Our Jewish Jesus

Define Messianic Judaism: 

Messianic Judaism is a syncretic movement that combines Christianity—most importantly, the Christian belief that Jesus is the Jewish Messiah—with elements of Judaism and Jewish tradition. … Many refer to themselves in Hebrew as maaminim (believers), not converts, and yehudim (Jews), not notzrim (Christians).

Why Messianic Judaism?

A: In the Summer of 2011, my Abuela shared our newfound Sephardic Jewish lineage with me and it shook my world. I grew up Christian, I literally went to youth group 5 times a week as a child for fun. I started a youth group in my high school in 2009 that had anywhere from 4-20 students attend any given week. She told me about the Messianic Judaism movement, which helped calm my spirit because I wouldn’t have to give up everything I grew up believing. Honestly, when she was sharing this information with me, I felt more complete than scared. Everything kind of felt like it fell into place. I had a lot of questions and a very unsettled soul for a couple years, and this new information seemed to complete the puzzle. But the question was how to incorporate it into my life now. So I was mainly amused by the idea for a couple years, and then I started celebrating Hanukkah with my friends. I met the local Rabbi’s wife at the coffee shop I worked at, and she invited me to celebrate Passover with them. I had no idea how tedious Jewish tradition was until that night. And I admired the Rabbi’s family so much that I felt like I needed for this to become a bigger part of my life. I started studying Hebrew a little here and there. And then after I had met B, I remember we were drinking or something, and I was just in a different state of mind, and suddenly it clicked. It all made sense out of nowhere.

Christians are supposed to accept Christ as their Lord and savior and devote their life to Him. They’re supposed to live like He did, sinless, compassionate, loving and honest. But in my 24 years, I know very few Christians who live up to that standard. There seems to be a weird disconnect when Jesus gets brought into it. Who are you supposed to pray to? God or Jesus? Are you supposed to pray through Jesus to get to God, or did Jesus open the doors so we could pray directly to God? Could we not pray to God before Jesus came around? And Jesus died for our sins, so what does it matter if I sin this one time? What does it matter if I fall off the wagon for a few years? He’ll always be there to pick up my mess, so why bother? There’s very little motive as a Christian to live like Christ. But the benefits of being a Christian are phenomenal. You not only have someone to pick up your pieces when you inevitably break down from this insanely messed up world, but you also essentially get a free pass into eternal Heaven regardless of what you do here on earth. Honestly, my initial reaction when I reread the sentence I just wrote is to be opposed to it and say it’s wrong, but is that not what we’ve been taught? That no sin is bigger than another, and Jesus WILL undoubtedly forgive all sins equally?

But as a Jew, you get to Heaven by being a good person. There is no Jesus to pick up your pieces. There is no escape route to get to Heaven. It’s you and G-d.

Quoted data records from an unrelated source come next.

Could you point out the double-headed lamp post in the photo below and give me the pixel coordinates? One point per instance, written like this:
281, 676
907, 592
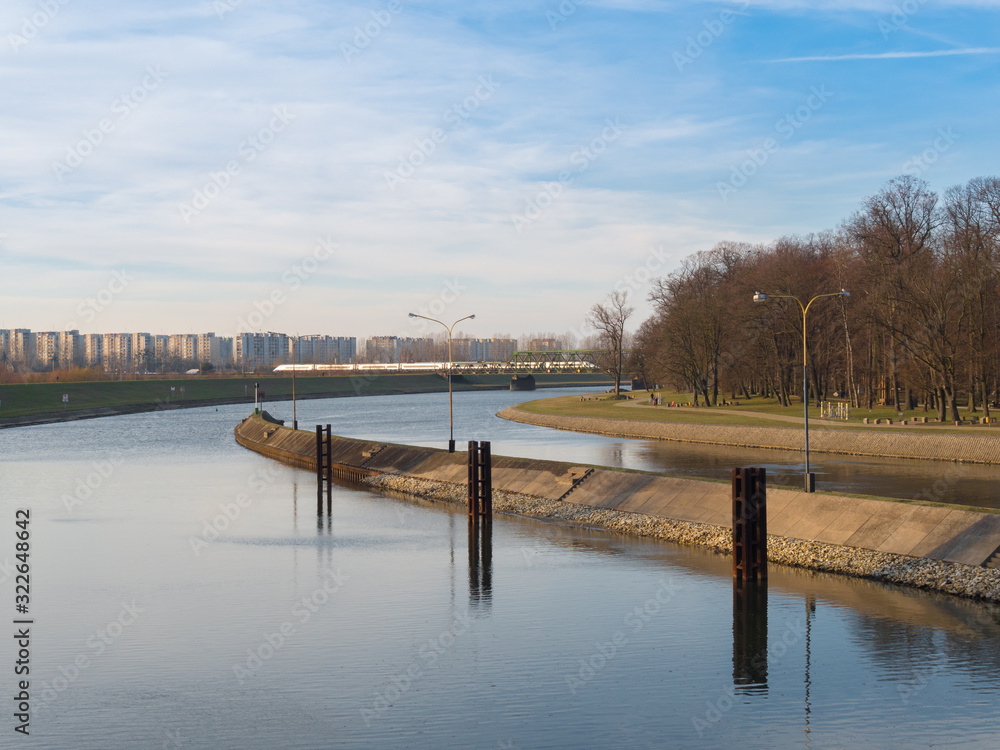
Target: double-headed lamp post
810, 480
451, 413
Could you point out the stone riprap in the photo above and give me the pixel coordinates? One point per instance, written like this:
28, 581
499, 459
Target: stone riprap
954, 578
922, 545
887, 443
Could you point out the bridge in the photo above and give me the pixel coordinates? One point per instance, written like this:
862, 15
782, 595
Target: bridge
520, 363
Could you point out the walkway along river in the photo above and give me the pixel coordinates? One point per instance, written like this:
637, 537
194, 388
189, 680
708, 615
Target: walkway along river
848, 530
259, 624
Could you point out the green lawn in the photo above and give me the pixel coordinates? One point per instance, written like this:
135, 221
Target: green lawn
43, 398
607, 407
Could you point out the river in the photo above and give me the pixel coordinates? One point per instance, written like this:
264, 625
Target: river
184, 593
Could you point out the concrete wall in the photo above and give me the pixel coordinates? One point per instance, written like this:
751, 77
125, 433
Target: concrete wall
939, 533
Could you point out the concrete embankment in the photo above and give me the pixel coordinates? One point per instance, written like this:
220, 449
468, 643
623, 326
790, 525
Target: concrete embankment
933, 547
876, 441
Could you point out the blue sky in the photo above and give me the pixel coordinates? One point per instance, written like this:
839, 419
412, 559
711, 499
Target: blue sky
515, 160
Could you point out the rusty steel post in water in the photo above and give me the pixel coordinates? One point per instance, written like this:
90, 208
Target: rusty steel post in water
750, 524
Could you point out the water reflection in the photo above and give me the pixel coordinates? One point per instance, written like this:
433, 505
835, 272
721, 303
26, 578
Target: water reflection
480, 566
750, 636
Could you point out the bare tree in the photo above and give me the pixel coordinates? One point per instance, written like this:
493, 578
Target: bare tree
609, 319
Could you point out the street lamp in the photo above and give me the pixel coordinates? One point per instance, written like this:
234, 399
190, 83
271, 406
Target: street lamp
810, 479
451, 413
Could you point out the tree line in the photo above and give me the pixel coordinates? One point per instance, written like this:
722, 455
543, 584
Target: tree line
921, 326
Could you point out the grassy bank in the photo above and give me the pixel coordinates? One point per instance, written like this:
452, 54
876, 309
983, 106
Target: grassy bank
29, 400
758, 412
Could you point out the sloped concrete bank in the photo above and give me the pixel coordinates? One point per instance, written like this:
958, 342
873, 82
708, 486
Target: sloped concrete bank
878, 442
929, 547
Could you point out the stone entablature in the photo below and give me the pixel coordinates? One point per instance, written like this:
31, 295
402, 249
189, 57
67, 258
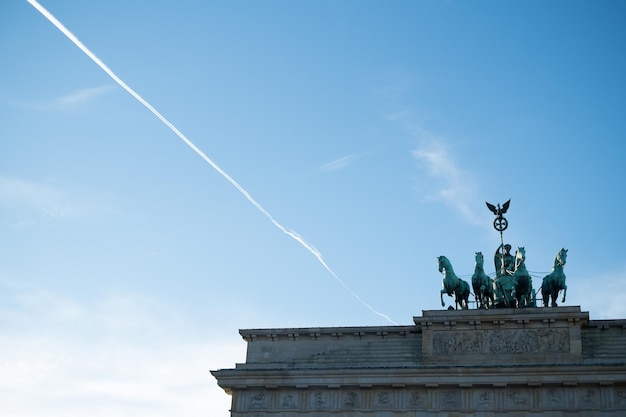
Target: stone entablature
450, 363
497, 336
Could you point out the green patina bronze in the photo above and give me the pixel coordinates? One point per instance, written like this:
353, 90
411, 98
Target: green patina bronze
555, 281
482, 284
453, 284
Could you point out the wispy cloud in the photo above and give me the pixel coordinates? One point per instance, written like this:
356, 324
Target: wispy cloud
607, 303
343, 162
446, 180
81, 97
33, 202
62, 357
29, 195
73, 100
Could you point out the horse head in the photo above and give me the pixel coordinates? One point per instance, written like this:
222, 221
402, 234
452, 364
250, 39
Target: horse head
520, 257
561, 258
443, 263
480, 259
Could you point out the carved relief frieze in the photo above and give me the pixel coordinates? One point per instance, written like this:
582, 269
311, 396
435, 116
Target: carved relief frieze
320, 400
288, 400
351, 400
548, 340
450, 399
417, 399
383, 399
259, 401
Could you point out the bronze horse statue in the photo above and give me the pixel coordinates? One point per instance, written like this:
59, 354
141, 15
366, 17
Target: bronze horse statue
555, 281
523, 282
453, 284
482, 284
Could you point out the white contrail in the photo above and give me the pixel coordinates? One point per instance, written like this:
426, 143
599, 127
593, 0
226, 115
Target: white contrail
106, 69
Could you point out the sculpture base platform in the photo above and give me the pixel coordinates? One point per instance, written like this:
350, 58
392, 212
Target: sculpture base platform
502, 362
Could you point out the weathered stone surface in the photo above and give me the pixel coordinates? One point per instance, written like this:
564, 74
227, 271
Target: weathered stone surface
450, 363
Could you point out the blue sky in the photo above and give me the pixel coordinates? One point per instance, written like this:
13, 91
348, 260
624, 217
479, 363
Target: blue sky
376, 131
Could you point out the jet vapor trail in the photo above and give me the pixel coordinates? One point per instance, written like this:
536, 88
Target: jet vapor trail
132, 92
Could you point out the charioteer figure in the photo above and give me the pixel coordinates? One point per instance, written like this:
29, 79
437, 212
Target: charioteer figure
503, 261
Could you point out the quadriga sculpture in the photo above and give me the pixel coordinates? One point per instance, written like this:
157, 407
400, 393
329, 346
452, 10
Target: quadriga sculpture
555, 281
482, 284
523, 283
453, 284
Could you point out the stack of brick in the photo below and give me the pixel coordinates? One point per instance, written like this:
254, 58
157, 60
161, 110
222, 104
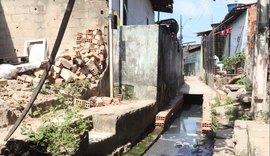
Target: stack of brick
85, 61
206, 115
96, 102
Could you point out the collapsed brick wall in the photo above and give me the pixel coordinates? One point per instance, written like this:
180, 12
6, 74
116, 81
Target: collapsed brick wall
35, 19
86, 60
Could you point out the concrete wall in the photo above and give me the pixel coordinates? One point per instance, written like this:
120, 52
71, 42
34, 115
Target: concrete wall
170, 68
148, 59
34, 19
136, 59
192, 63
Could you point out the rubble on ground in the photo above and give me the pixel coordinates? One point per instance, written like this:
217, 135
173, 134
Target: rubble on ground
85, 62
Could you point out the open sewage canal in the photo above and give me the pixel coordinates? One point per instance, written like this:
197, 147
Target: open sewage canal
182, 137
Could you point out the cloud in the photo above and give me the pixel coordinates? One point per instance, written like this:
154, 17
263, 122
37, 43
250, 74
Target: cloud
192, 7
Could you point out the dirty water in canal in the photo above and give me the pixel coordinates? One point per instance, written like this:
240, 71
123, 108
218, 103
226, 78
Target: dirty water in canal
183, 135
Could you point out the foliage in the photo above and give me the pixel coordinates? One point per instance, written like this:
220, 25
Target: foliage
237, 60
245, 117
231, 113
246, 82
60, 138
228, 62
229, 101
215, 122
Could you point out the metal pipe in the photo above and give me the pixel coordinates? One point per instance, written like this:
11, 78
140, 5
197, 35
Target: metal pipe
111, 45
121, 12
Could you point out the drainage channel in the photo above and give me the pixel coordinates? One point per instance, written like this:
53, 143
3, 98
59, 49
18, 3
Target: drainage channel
182, 137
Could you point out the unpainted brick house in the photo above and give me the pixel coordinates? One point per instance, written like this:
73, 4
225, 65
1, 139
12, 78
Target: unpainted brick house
39, 19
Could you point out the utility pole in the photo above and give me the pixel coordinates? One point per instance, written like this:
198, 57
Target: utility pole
111, 45
181, 31
260, 99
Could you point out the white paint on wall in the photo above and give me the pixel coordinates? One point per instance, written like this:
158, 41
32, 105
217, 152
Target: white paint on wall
239, 34
140, 12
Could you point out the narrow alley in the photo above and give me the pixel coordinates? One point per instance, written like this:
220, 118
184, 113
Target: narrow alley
134, 77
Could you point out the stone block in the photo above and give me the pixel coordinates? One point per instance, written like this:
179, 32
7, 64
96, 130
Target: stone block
81, 77
66, 74
66, 63
56, 69
3, 82
58, 81
234, 87
7, 117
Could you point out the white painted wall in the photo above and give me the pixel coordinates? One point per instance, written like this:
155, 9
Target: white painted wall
239, 34
138, 12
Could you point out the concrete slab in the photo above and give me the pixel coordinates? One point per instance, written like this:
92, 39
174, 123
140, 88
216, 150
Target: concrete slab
251, 138
195, 86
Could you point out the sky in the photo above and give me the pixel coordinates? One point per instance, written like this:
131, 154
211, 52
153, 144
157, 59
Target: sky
197, 15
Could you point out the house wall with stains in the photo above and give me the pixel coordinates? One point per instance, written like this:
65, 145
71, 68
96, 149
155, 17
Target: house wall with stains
35, 19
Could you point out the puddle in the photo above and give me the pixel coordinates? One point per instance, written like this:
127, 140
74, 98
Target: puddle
183, 136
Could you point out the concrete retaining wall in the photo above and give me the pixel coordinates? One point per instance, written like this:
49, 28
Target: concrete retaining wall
147, 58
126, 126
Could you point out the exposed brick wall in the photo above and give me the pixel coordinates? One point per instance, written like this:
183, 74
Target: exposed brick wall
34, 19
252, 15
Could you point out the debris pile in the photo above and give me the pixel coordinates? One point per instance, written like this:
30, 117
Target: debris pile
97, 102
86, 61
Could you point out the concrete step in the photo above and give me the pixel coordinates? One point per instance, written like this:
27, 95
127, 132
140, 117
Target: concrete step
95, 136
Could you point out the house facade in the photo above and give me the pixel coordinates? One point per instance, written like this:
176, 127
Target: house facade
192, 60
38, 19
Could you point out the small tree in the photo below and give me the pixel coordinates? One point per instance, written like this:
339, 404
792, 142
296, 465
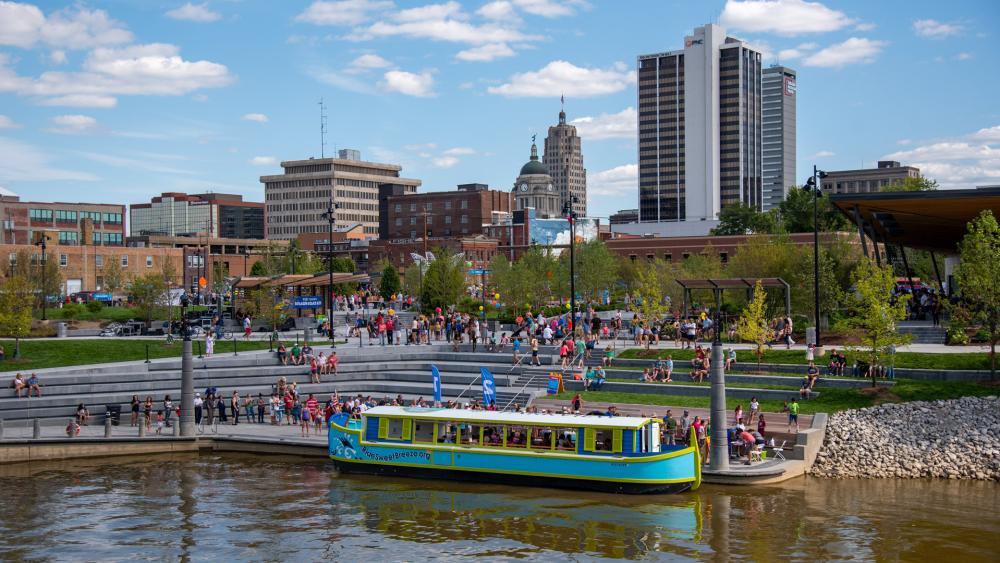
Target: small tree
148, 293
752, 324
389, 285
15, 309
978, 277
876, 311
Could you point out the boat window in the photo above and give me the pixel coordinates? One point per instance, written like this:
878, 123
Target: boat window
541, 438
423, 431
566, 439
394, 428
493, 435
517, 436
447, 432
603, 440
471, 434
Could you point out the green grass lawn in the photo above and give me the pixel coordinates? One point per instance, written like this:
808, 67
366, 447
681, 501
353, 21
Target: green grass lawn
38, 354
829, 401
922, 360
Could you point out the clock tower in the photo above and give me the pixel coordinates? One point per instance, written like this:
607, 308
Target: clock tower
533, 188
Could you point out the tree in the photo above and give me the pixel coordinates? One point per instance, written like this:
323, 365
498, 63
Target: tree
742, 219
389, 285
978, 276
752, 324
909, 184
876, 311
444, 281
596, 269
148, 293
796, 213
114, 277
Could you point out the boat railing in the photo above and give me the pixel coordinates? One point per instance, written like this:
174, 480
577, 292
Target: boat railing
467, 387
513, 399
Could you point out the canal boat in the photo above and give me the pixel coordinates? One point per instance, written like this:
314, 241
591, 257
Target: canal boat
618, 454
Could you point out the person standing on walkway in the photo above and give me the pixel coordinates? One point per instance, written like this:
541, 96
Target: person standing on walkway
168, 409
234, 407
198, 402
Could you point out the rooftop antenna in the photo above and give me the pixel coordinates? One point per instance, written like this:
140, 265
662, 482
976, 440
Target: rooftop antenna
322, 129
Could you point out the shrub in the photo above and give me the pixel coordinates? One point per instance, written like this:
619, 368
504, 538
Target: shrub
72, 310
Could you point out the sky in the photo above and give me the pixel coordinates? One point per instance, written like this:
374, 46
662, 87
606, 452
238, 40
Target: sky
121, 100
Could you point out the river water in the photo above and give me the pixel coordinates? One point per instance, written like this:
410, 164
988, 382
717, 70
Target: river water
235, 507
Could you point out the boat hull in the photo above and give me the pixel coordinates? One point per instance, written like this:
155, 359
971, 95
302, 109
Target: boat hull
605, 486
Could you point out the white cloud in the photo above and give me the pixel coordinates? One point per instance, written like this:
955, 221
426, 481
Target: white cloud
559, 77
419, 85
194, 12
27, 163
988, 134
370, 61
151, 69
24, 25
621, 125
444, 162
263, 161
73, 124
855, 50
798, 51
616, 182
81, 101
962, 162
782, 17
933, 29
341, 12
486, 53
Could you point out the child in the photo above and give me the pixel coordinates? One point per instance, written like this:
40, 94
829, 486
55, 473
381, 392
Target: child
303, 418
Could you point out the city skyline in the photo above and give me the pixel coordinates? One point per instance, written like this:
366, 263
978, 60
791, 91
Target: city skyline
123, 102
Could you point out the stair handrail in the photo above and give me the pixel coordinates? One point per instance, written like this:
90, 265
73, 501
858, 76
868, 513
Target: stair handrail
523, 387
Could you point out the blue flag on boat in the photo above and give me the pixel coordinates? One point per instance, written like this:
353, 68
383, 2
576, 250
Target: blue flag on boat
437, 383
489, 387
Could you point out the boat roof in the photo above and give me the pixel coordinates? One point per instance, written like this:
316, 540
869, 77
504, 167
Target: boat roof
500, 417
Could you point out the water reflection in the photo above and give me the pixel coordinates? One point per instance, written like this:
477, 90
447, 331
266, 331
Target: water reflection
232, 507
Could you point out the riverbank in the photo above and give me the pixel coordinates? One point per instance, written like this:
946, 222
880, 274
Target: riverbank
955, 439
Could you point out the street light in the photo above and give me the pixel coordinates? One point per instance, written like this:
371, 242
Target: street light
331, 216
815, 185
45, 297
571, 217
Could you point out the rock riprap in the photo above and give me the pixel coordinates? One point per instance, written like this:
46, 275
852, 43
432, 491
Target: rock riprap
954, 439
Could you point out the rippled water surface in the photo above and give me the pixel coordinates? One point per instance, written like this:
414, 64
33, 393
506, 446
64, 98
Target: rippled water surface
234, 507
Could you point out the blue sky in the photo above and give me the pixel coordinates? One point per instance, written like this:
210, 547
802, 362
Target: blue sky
118, 101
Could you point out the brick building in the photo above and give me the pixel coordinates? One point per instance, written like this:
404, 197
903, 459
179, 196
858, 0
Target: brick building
459, 213
95, 224
82, 266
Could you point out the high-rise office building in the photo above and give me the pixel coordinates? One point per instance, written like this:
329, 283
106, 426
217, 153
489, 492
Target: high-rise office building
564, 159
699, 130
297, 199
778, 110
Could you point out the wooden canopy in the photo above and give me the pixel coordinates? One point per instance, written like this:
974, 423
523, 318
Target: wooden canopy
935, 220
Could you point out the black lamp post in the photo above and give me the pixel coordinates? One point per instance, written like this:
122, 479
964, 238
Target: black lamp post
571, 217
331, 216
45, 298
815, 185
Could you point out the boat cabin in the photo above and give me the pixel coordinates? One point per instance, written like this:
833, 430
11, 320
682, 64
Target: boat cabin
456, 428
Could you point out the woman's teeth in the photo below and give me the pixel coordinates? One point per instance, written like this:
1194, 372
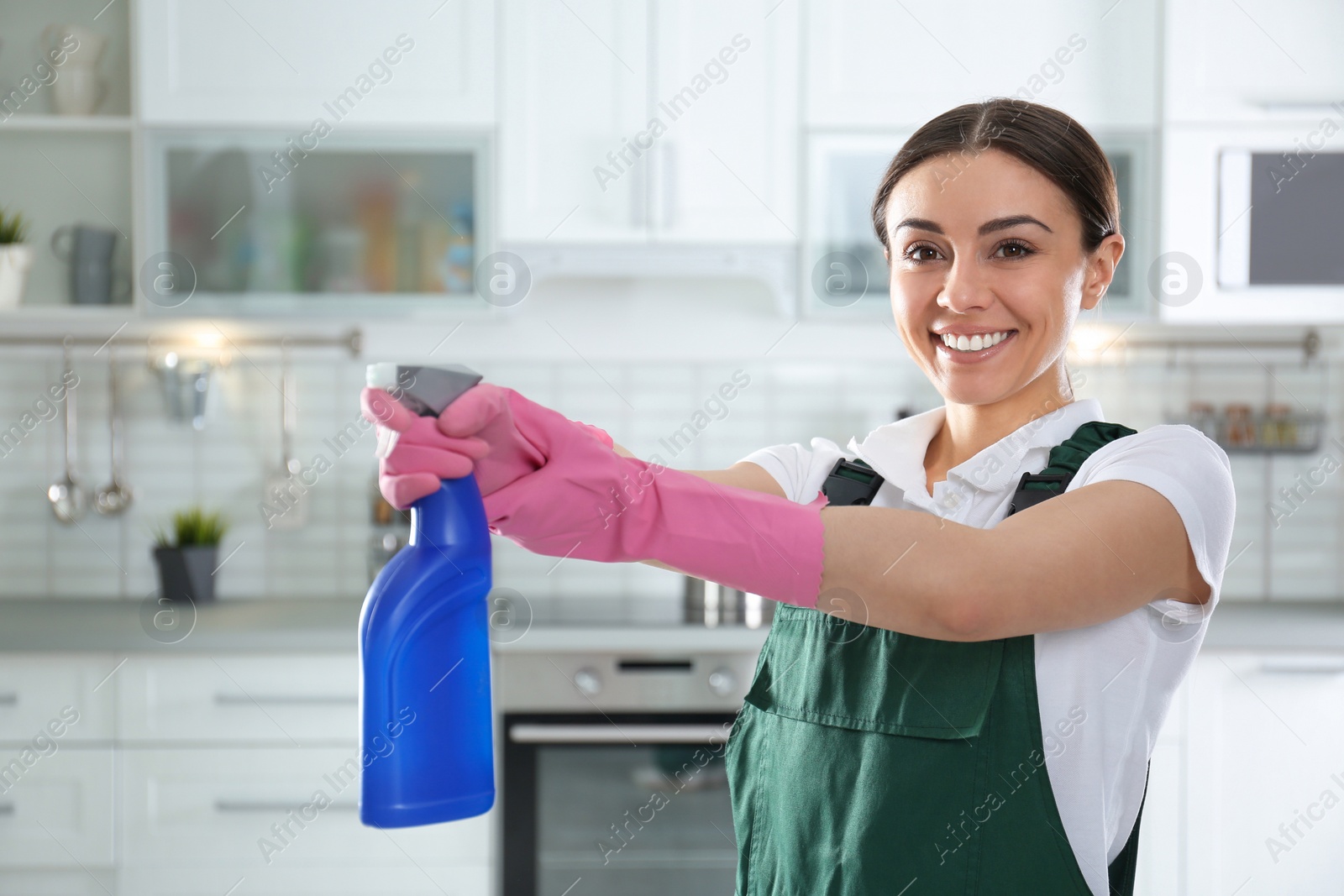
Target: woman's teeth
974, 343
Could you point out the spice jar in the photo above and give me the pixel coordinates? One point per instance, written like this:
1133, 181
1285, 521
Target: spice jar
1241, 430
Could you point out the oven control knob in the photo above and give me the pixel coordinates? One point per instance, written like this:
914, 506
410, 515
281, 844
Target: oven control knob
588, 680
723, 681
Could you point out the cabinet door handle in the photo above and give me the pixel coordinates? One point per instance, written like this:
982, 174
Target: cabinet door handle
1307, 667
526, 732
232, 806
667, 156
286, 700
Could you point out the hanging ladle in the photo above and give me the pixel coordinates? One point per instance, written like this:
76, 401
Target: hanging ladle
69, 499
116, 496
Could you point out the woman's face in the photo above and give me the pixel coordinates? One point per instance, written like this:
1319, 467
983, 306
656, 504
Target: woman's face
988, 273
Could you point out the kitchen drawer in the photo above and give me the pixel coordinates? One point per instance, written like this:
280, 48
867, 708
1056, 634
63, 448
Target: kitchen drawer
329, 882
58, 883
57, 812
217, 808
57, 689
292, 700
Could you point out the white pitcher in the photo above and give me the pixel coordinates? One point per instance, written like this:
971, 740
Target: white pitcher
78, 89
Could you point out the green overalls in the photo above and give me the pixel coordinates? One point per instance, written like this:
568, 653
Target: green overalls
871, 762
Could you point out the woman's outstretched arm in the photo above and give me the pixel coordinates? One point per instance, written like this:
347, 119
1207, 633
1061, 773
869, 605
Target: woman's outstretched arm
1074, 560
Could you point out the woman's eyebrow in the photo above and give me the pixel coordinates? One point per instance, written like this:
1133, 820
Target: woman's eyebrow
988, 228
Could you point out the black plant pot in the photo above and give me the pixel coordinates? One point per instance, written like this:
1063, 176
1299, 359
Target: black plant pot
187, 574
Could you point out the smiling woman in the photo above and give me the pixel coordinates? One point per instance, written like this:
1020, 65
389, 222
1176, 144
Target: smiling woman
1016, 567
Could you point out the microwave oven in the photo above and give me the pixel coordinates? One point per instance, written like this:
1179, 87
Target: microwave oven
1281, 217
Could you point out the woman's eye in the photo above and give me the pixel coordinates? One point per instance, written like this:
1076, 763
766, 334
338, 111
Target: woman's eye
922, 253
1014, 250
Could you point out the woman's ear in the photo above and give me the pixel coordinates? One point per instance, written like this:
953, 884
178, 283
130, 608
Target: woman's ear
1101, 270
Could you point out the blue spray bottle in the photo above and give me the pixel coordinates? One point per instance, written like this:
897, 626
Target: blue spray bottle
423, 644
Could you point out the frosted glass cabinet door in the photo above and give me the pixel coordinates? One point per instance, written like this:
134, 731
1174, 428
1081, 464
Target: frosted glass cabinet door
891, 65
262, 62
575, 92
726, 89
1254, 60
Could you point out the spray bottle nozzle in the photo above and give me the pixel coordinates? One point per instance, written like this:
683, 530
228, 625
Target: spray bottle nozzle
423, 390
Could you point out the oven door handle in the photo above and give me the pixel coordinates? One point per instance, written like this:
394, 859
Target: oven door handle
528, 732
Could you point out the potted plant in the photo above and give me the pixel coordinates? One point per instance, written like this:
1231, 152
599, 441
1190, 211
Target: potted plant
15, 258
188, 557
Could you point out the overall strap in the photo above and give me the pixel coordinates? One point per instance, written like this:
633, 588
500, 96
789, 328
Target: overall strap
1065, 459
1034, 488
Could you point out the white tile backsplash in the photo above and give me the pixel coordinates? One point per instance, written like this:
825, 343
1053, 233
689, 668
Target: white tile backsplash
642, 405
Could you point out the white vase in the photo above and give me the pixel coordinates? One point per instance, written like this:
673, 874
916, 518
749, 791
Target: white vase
15, 261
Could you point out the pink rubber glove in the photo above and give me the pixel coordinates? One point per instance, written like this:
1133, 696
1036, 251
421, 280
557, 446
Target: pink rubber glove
586, 501
476, 432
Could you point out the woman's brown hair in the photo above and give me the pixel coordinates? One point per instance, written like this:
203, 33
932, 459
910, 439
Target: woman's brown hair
1039, 136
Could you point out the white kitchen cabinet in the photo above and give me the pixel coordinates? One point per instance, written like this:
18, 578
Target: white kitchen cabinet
886, 65
248, 62
261, 809
69, 698
89, 882
667, 123
1265, 774
279, 700
573, 90
726, 168
58, 812
1253, 60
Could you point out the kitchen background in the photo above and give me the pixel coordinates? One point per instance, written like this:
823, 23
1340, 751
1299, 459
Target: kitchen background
237, 204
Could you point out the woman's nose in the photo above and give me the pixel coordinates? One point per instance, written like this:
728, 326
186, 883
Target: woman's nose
965, 288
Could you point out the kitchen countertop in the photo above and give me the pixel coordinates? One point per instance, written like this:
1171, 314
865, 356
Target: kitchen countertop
324, 625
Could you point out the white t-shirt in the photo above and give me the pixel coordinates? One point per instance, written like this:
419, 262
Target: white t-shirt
1117, 678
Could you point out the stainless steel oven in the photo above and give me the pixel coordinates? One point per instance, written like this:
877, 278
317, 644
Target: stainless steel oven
613, 774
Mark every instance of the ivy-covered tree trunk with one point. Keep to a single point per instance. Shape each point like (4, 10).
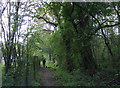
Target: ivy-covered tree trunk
(88, 60)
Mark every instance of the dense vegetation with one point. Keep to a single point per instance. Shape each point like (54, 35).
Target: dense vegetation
(80, 40)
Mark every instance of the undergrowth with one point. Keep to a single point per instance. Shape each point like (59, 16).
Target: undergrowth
(78, 78)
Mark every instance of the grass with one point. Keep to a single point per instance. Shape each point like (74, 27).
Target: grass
(78, 78)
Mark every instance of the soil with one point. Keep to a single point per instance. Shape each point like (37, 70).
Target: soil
(47, 78)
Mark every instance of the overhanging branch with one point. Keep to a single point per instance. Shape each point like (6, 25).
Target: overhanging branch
(49, 22)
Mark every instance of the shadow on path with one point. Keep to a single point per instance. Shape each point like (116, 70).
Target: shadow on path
(47, 78)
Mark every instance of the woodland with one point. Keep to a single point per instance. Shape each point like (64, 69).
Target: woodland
(79, 40)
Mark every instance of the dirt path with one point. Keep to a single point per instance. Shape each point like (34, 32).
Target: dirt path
(47, 78)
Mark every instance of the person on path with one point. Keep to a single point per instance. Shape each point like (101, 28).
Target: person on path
(44, 61)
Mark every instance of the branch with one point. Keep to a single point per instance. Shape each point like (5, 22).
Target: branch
(55, 24)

“Christianity maintains that all men are doomed to sin, and everyone will go to everlasting hell unless they accept Jesus as their savior. Judaism has always held that we do not need that sort of salvation, for we are not doomed or damned at birth. We are not doomed or fated to sin. Quite the contrary. The Torah says: ‘If you do good, won’t there be special privilege? And if you do not do good, sin waits at the door. It lusts after you, but you can dominate it.’ (Genesis 4:7)

The thing that fascinated me the most about the Jewish lifestyle, was that it was truly a lifestyle! It isn’t a once a week thing! Even their holidays are multiple days long, and generally speaking, there’s on average, one holiday per calendar month. It’s easy for Christians to set aside one day a week, or one day for a holiday to celebrate their Lord and Savior. But when you dedicate 8 days in one run to tradition, celebration, and purity – that’s a challenge. It sounds like a blast – having an 8-day long holiday – but it’s exhausting. It sounds easy, taking one day a week to not work, cook, clean, or anything – but it’s increasingly challenging. Their lives REVOLVE around their relationship with G-d, following tradition, and being good people. The dedication these people show is beyond inspiring.

So I’d been trying to figure out what it meant to be a Messianic Jew for a few years, how to combine two opposing religions, how Judaism fit into my simple Christian life, and one night it just clicked. Combine them. Combine the G-dfearing dedication, passion, and tradition of Judaism, with the forgiveness of sins and the open loving relationship with Jesus Christ of Christianity. Transform my “life of dedication” to a “lifestyle of dedication.” From then on it just made sense.